Written By Ashley Lankford, OT, Cecil County
Occupational therapists’ have a unique skill set to provide support and enhance your child’s participation in school. Their ideas can be applied at home to help with homework, self-care and other daily routines.
- What are my child’s strengths?
Every individual, with and without disabilities, has a set of unique strengths and weaknesses. Strength and weaknesses interact together on a daily basis, impacting overall performance. At IEP meetings, it is overwhelming to hear your child’s academic weaknesses. Strengths can be utilized in therapy and the classroom to support the child in their areas of weakness. For example, a student may have weak fine motor skills and avoid writing tasks, but when the teacher allows the child to type on the computer (technology being their strength), the child is able to complete their assignments. As parents, you know your child best, so your input in determining strengths and weaknesses can support your child’s educational plan. Understanding how your child’s teachers and therapists are utilizing strengths can help with consistency when you incorporate the same strengths throughout their day.

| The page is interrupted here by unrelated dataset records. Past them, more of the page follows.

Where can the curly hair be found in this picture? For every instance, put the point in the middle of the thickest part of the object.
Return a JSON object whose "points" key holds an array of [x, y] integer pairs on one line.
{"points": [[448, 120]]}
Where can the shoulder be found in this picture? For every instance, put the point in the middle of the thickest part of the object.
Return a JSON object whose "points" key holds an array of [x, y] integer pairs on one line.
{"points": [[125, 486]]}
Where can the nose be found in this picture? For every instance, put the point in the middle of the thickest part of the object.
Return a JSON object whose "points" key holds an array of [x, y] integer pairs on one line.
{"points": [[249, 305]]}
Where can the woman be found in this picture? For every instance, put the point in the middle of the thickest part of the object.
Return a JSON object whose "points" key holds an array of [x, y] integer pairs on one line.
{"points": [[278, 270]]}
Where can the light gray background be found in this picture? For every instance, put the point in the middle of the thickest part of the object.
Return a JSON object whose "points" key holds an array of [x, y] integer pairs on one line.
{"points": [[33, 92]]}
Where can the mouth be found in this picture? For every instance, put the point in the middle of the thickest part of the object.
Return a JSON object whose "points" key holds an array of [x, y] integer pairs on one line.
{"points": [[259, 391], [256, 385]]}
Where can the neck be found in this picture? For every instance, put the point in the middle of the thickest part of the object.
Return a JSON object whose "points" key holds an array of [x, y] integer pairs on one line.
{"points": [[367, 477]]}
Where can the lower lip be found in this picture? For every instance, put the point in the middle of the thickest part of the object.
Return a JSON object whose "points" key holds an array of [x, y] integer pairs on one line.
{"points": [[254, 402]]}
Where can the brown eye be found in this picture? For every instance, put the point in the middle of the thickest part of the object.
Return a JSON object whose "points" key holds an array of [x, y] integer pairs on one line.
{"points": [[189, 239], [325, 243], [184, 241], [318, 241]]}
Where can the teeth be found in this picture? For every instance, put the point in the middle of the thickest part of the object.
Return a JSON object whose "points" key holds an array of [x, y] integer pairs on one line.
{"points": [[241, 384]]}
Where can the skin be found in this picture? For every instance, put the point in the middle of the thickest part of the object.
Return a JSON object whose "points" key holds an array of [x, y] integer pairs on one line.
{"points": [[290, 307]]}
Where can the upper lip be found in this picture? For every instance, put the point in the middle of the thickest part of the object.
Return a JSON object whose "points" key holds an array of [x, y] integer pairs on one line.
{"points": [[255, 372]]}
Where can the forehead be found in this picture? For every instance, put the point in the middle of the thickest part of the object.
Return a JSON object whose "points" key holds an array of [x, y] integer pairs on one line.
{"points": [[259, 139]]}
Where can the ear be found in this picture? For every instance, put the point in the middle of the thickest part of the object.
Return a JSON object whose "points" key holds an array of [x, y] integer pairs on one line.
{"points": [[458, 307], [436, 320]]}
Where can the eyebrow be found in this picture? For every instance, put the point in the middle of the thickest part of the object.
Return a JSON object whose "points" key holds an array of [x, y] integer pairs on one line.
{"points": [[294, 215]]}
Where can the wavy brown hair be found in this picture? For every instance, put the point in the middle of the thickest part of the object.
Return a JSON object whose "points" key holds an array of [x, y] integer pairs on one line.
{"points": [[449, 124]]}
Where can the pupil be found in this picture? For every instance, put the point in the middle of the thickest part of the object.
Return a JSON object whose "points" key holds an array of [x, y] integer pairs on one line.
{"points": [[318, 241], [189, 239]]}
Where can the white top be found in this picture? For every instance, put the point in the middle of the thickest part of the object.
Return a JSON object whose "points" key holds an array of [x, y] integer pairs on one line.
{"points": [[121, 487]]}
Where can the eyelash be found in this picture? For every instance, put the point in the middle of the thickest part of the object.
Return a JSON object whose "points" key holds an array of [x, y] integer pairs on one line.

- If my child receives therapy services, will it be inside or outside of the classroom?
If your child qualifies for therapy services, it is up to the IEP team to determine the location of services. Occupational therapists can provide insight into the classroom set up to support your child’s performance during a specific activity. Ideally, services should be provided within the general education classroom to ensure the student: does not miss educational content, is able to participate with peers and learn the activity in the classroom. This increases the likelihood that the student will continue the activity when the therapist is not present. Services may be provided outside of the classroom in certain instances (e.g., the student is easily distracted, requires additional assistance, and requires one to one teaching). The IEP team should determine how to track if improvement in therapy is occurring inside the classroom when this occurs.
- Do you use any specific materials to help my child perform in the classroom?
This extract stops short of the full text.